Si tratta delle nuove linee guida dell’Accademia Americana di Pediatria per lo screening e la diagnosi di ipertensione nel bambino. Sostituiscono il IV Report, normalmente seguito, per lo meno per quanto riguarda definizioni, percentili e cut-off di riferimento, da tutti i pediatri. Presentano vari motivi di interesse:

  • La valorizzazione dell’obesità quale condizione a particolare rischio di ipertensione, che comporta necessità di monitoraggio pressorio molto più frequente che nei bambini sani;
  • La valorizzazione dell’obesità quale condizione che, unitamente ad età maggiore di 6 anni e mancanza di segni/dati anamnestici suggestivi di ipertensione secondaria, giustifica un atteggiamento attendista per quanto riguarda il work-out diagnostico approfondito per l’esclusione di ipertensione secondaria (giustificato attendere una ri-misurazione dopo counselling e intervento nutrizionale, di durata variabile a seconda della gravità dell’ipertensione);
  • L’ approfondimento, rispetto al IV report, del ruolo dell’Holter pressorio, specialmente per la diagnosi di white coat hypertension o di ipertensione latente, con la tabulazione di precisi criteri interpretativi mutuati dalle linee guida dell’AHA del 2014, ovviamente non disponibili ai tempi del IV report;
  • L’ inclusione di percentili nuovi e più restrittivi rispetto al IV report, derivati dalla rianalisi della popolazione pediatrica utilizzata per il quarto report ma dopo sottrazione dei bambini con obesità.

 

Wahl S, Drong A, Lehne B, et al. Epigenome-wide association study of body mass index, and the adverse outcomes of adiposity. Nature. 2017 Jan 5;541(7635):81-86. doi: 10.1038/nature20784.
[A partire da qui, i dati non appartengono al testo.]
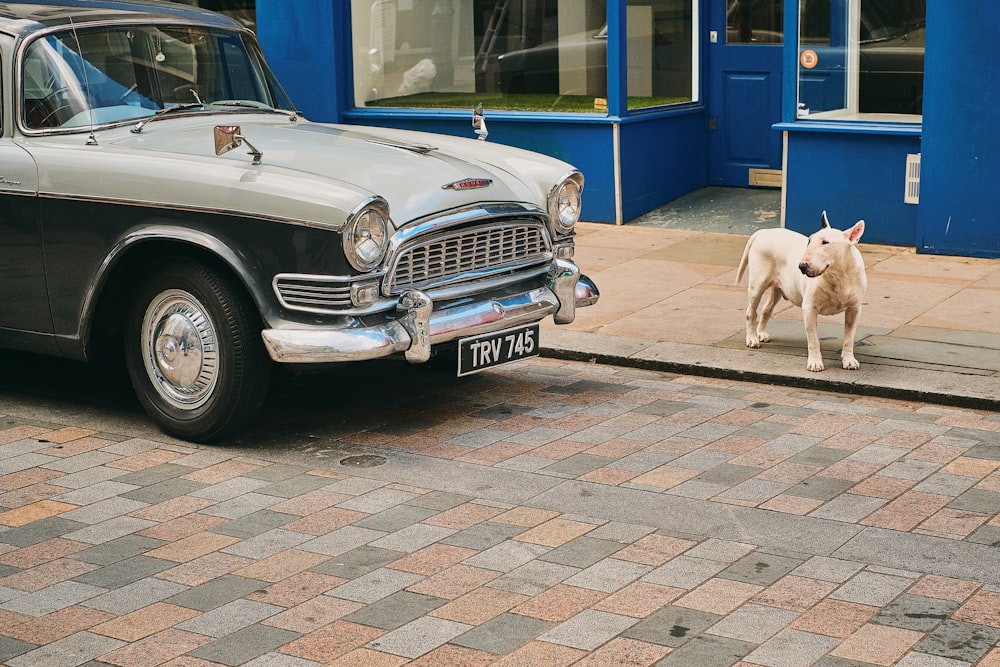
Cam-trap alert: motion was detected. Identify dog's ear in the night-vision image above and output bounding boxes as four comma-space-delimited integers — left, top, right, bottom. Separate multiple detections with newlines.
844, 220, 865, 243
819, 211, 830, 229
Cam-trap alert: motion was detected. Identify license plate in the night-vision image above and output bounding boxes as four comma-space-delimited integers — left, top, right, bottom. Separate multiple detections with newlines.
458, 324, 538, 376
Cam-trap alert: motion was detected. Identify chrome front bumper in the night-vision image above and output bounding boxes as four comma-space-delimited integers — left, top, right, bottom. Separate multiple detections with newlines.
261, 260, 600, 364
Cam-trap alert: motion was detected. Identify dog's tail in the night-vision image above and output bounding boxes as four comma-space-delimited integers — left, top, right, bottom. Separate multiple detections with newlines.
733, 232, 757, 285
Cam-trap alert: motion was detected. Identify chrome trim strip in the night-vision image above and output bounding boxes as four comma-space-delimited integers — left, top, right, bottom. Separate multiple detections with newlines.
36, 192, 343, 232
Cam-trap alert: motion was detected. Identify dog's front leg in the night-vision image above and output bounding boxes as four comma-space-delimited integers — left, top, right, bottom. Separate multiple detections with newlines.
802, 303, 823, 373
840, 305, 861, 371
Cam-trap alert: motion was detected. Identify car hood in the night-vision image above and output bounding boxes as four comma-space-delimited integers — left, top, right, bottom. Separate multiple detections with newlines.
102, 114, 572, 227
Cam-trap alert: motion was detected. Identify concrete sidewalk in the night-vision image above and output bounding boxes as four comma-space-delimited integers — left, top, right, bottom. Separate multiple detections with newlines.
542, 214, 1000, 410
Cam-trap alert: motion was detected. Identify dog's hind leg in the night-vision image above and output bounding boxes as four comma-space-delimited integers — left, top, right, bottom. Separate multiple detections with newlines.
840, 306, 861, 371
747, 284, 767, 348
757, 287, 781, 343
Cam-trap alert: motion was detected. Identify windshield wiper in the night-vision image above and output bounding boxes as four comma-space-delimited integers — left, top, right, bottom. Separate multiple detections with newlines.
132, 101, 205, 134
Si tratta di un articolo importantissimo e bellissimo. In un momento in cui le relazioni ai convegni e le review scientifiche contrappongono la genetica, quale chiave esplicativa ormai desueta, all’ epigenetica, quale vero strumento esplicativo del futuro, e tendono a identificare la genetica come “l’immutabile” e l’epigenetica come il “modificabile, il plasmabile attraverso i fattori ambientali e intrauterini”, questo lavoro dimostra, attraverso un’analisi epigenomica associata all’ analisi di vari polimorfismi associati all’ obesità, che in realtà la maggior parte delle modifiche epigenetiche sono conseguenza e non causa di obesità e di relative complicanze, rovesciando un paradigma che sta rischiando, negli ultimi anni, di diventare dogmatico.  I dati di questo lavoro dimostrano che epigenetico non significa per forza di origine ambientale e dovrebbero essere tenuti presenti nell’ interpretazione di future evidenze sulle associazioni fra epigenetica e obesità.